Figure 4. ImmA promotes degradation of ImmR in vivo

A. ImmR stability was monitored through pulse-chase experiments. ICEBs1⁰ cells that co-expressed immR and immA from their native promoter and were otherwise wild-type (JMA436, Lanes 1-4) or expressed rapI from a xylose-inducible promoter (CAL746, Lanes 5-8) were grown in defined minimal medium lacking xylose. At OD600 ∼ 0.5, ³⁵S-met was added to the cultures. One minute later >1000-fold excess unlabeled methionine was added along with xylose to induce expression of rapI. Samples were collected just prior to addition of unlabeled methionine and xylose, and 5, 10, and 20 minutes after addition. Samples were immunoprecipitated with anti-ImmR antibodies and analyzed by polyacrylamide gel electrophoresis followed by phosphorimaging. B-E. ImmR levels were monitored with Western blots using anti-ImmR antibodies. Cultures were grown in minimal medium to an OD600 ∼ 0.5 and split in two. Cells were untreated (-) (B-E), or treated with MMC to induce the SOS response (+) (B, D), or treated with IPTG to overproduce RapI (+) (C, E). Samples were collected 60 minutes after the indicated treatment. B. ICEBs1⁺ (JMA201); ICEBs1⁰ PimmR-immR (JMA421); ICEBs1⁰ PimmR-immR immA (JMA436) C. All three strains contained Pspank(hy)-rapI. ICEBs1⁺ (KLG126); ICEBs1⁰ PimmR-immR (JMA444); ICEBs1⁰ PimmR-immR immA (JMA446) D. ICEBs1⁺ ΔrecA (IRN444) E. ICEBs1⁺ Pspank(hy)-rapI ΔrecA (CAL92).

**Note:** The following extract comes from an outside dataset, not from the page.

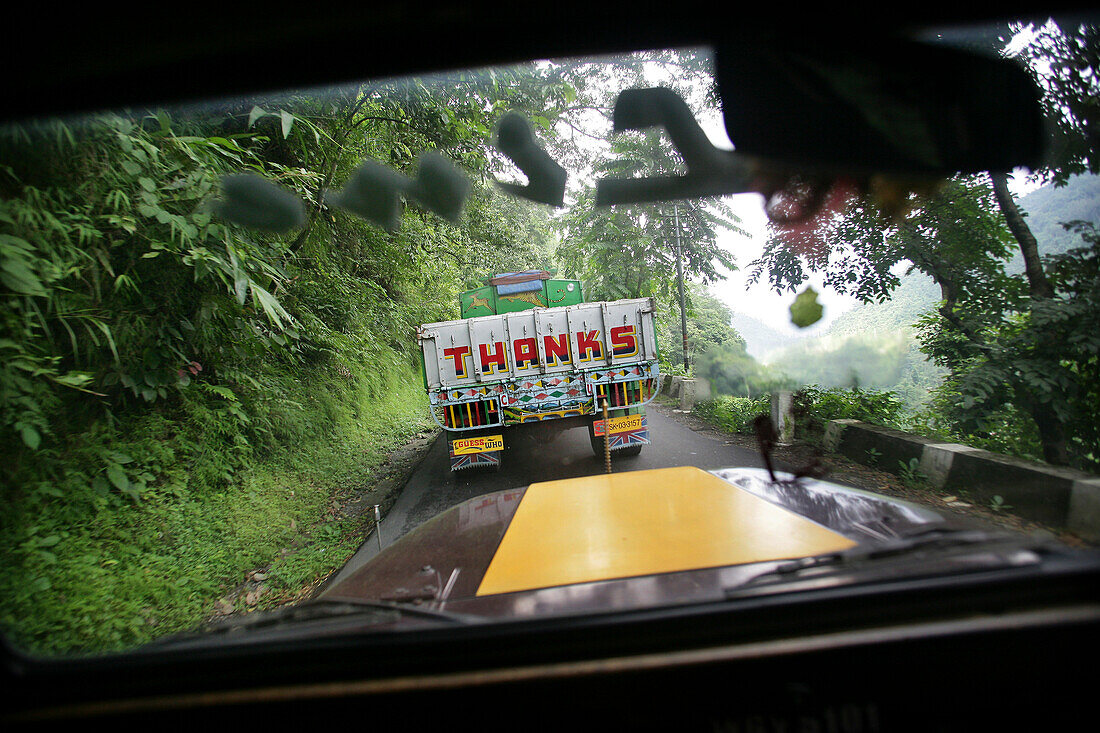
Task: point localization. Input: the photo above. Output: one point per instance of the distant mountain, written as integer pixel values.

Figure 5. ImmA-mediated cleavage of ImmR in E. coli and in vitro

A. ICEBs1 proteins were overexpressed in E. coli and lysates were analyzed by Western blot using anti-ImmR antibodies. Lysates were collected two hours after induction from cells that overexpressed His6-ImmR with ImmA (BOSE799, lane 1), with ImmA and RapI (BOSE817, lane 2), or with RapI (BOSE819, lane 3). B. His6-ImmR (17μM) was incubated in vitro overnight at 37°C: alone (lane 1); with 22μM ImmA (lane 2); with 18μM ImmA(H75A) (lane 3); or with 11μM ImmA (lane 4). Reactions were run on SDS-PAGE and stained with Coomassie brilliant blue. Bands representing ImmA, His6-ImmR, and the ImmR fragment are indicated. C. Products of ImmR cleavage assays in vitro and in E. coli were analyzed by MALDI-TOF. The form of the ImmA, ImmR, and RapI present in each reaction is indicated. Experimentally determined masses are shown alongside expected masses for the cleavage occurring between F95 and M96 of ImmR. The smaller ImmR fragment was detected from the in vitro reactions by not from E. coli. D. The cleavage site in ImmR. The helix-turn-helix domain, contained in the first 61 N-terminal residues, is the presumed DNA binding domain that is similar to that of other phage-like repressors. The amino acid sequence from residue 62 to the C-terminus is shown with the cleavage site between F95 and M96 marked with a slash.